そんな主人公がある日出会った少女に恋をしてしまう。それまで宿主の人生に沿ったその日を過ごしていたのに、はじめて主人公は自分の意志でその少女に接するのだった。
話題になっていたので主人公の設定だけは知っていたものの、筋立ては全く知らずに読み始めて驚きました。おそらく主人公のいつもの日々を繰り返すことを記すことで設定を飲み込ませて、ある日特別な一日がやってくるのだと思ったのです。
しかし冒頭いきなり特別な一日がやって来ます。一日ごとに違う人に入り込むということは、連続した毎日を送れないということ。連続した明日が来ないということ。それなのに主人公はずっと一緒にいたいと思う人に、変わって欲しくないと願うものに出会ってしまうのです。

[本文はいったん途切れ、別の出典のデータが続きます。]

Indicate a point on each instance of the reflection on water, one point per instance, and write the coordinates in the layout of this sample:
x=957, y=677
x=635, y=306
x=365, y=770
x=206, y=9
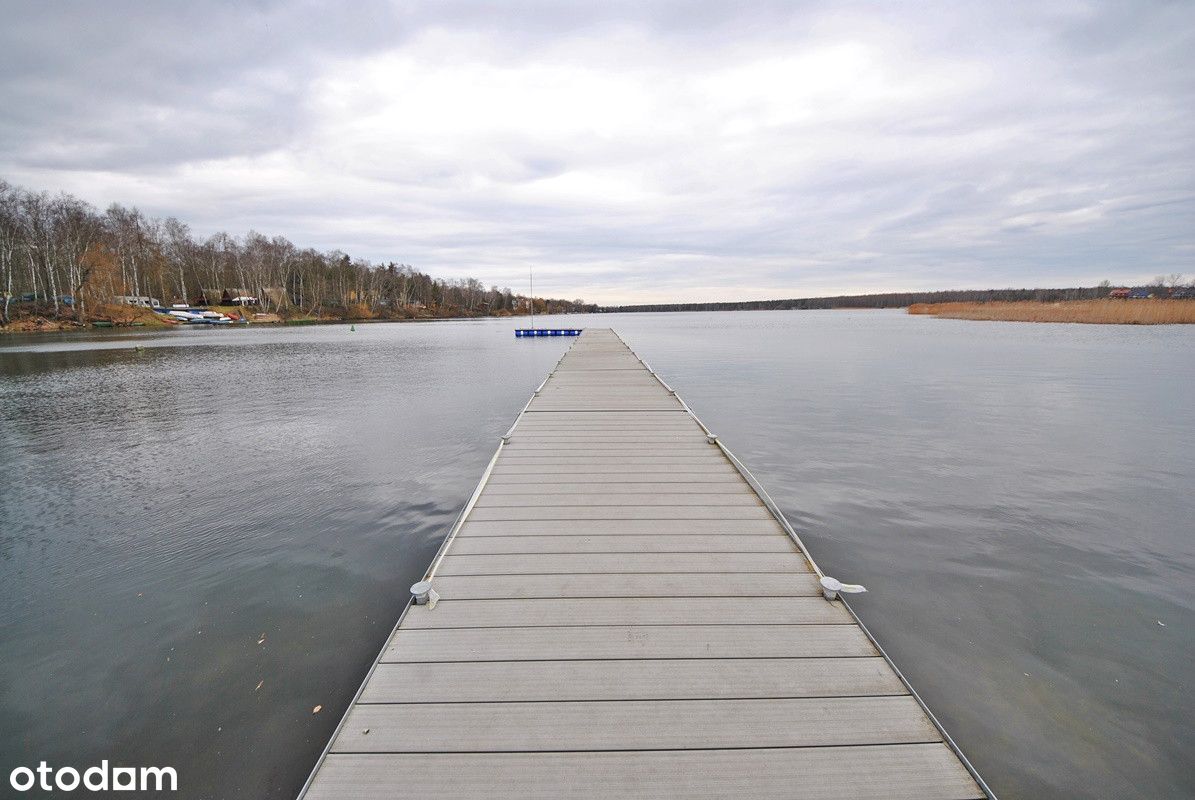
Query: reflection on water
x=1016, y=496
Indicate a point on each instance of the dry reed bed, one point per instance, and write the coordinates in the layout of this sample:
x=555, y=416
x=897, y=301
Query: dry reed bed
x=1105, y=312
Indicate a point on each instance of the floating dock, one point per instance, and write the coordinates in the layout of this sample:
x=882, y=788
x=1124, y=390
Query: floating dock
x=623, y=612
x=546, y=331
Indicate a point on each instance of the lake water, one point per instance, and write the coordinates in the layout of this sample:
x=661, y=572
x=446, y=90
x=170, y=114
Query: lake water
x=1019, y=499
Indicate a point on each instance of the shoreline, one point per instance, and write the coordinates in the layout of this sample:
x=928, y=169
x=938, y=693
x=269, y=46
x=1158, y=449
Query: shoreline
x=1146, y=311
x=71, y=327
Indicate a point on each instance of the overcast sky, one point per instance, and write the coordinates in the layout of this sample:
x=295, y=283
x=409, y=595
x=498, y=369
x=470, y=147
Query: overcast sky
x=633, y=151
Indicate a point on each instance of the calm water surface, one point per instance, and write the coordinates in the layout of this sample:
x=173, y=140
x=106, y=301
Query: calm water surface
x=1019, y=500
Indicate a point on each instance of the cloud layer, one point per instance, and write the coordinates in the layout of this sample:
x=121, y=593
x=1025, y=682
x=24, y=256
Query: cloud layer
x=635, y=152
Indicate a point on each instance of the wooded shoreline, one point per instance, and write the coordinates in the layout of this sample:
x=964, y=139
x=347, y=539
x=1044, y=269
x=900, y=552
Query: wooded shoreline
x=1151, y=311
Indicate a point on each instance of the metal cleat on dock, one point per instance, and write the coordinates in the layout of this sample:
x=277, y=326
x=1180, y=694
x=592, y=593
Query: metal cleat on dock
x=832, y=586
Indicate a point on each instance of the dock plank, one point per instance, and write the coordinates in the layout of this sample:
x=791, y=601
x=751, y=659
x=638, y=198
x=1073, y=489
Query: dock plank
x=633, y=725
x=627, y=611
x=627, y=642
x=630, y=679
x=467, y=544
x=642, y=585
x=881, y=773
x=623, y=562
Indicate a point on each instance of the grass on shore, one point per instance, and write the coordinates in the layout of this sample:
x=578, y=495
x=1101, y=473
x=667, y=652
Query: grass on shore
x=1104, y=312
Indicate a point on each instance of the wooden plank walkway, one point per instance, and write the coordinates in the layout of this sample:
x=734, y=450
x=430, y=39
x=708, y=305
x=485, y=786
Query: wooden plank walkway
x=623, y=615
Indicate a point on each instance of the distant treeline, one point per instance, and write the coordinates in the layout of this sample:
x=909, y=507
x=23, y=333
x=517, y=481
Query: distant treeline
x=61, y=258
x=888, y=300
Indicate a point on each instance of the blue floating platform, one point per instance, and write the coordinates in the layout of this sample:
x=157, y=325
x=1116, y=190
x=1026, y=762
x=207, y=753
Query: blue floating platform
x=547, y=331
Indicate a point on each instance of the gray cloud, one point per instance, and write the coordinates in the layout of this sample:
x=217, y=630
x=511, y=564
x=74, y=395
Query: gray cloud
x=633, y=150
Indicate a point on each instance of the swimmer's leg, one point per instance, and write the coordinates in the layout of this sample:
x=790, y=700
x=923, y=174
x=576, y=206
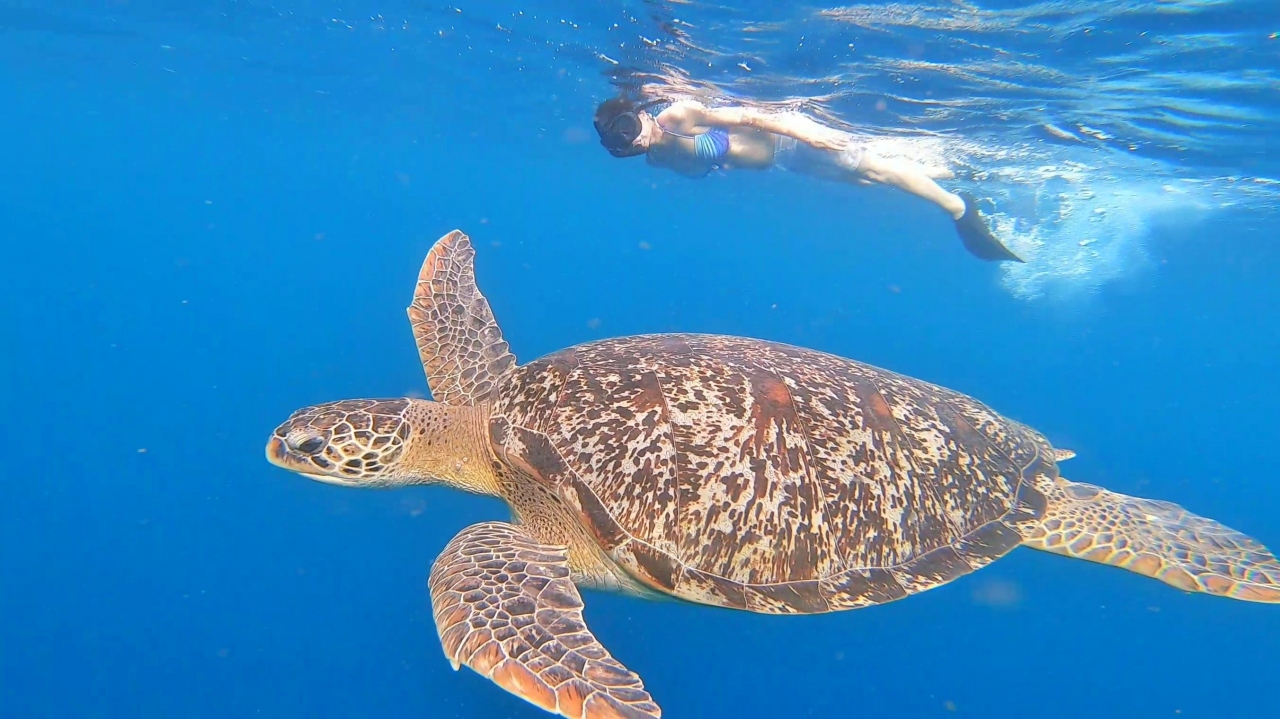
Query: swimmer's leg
x=913, y=178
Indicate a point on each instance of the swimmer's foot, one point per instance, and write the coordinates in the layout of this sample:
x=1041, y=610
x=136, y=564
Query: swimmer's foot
x=977, y=237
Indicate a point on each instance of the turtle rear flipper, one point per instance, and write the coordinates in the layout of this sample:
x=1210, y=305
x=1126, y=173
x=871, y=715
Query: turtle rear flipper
x=1157, y=539
x=506, y=607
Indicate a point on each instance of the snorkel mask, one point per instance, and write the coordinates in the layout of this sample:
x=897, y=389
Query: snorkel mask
x=618, y=133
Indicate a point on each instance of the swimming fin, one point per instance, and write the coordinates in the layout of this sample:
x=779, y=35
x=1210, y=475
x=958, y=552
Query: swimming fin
x=977, y=237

自分というものを持たない主人公が、自分というものを知ってもらいたいと思うのです。そして自分とは何かを改めて見つめて考えるのです。SF的設定を用いながら、自分とは何かという普遍的な問いを投げ掛けてきます。SF的設定を用いるからこそ際立って投げ掛けられるのかも知れません。
毎日見た目が変わる相手を好きになることはできるのか。好きになってもらうことはできるのか。しかもただ見た目が変わるだけでなく、その身体はあくまで借り物だということ。本来の持ち主の人生を背負っているということ。何とつらい状況を生み出したのでしょうか。
そんな状況から主人公が決意したこと。それはとても重いもの。でも絶望や諦めでないものが見えました。
また毎日違う人の身体に入ることで、主人公はあらゆる人生の一日を体験します。健康な人、薬物中毒、同性愛、貧困、楽しいことつらいこと、世の中には何一つ同じ人生なんてないことを知らされます。そしてどの一日も人生に於いて大切だということも。だから主人公は宿主の一日を大切にするのです。一日ごとに違う人生に切り返されてしまう主人公だからこそ、一日の大切さを知っているのでしょう。そんなことも感じさせられました。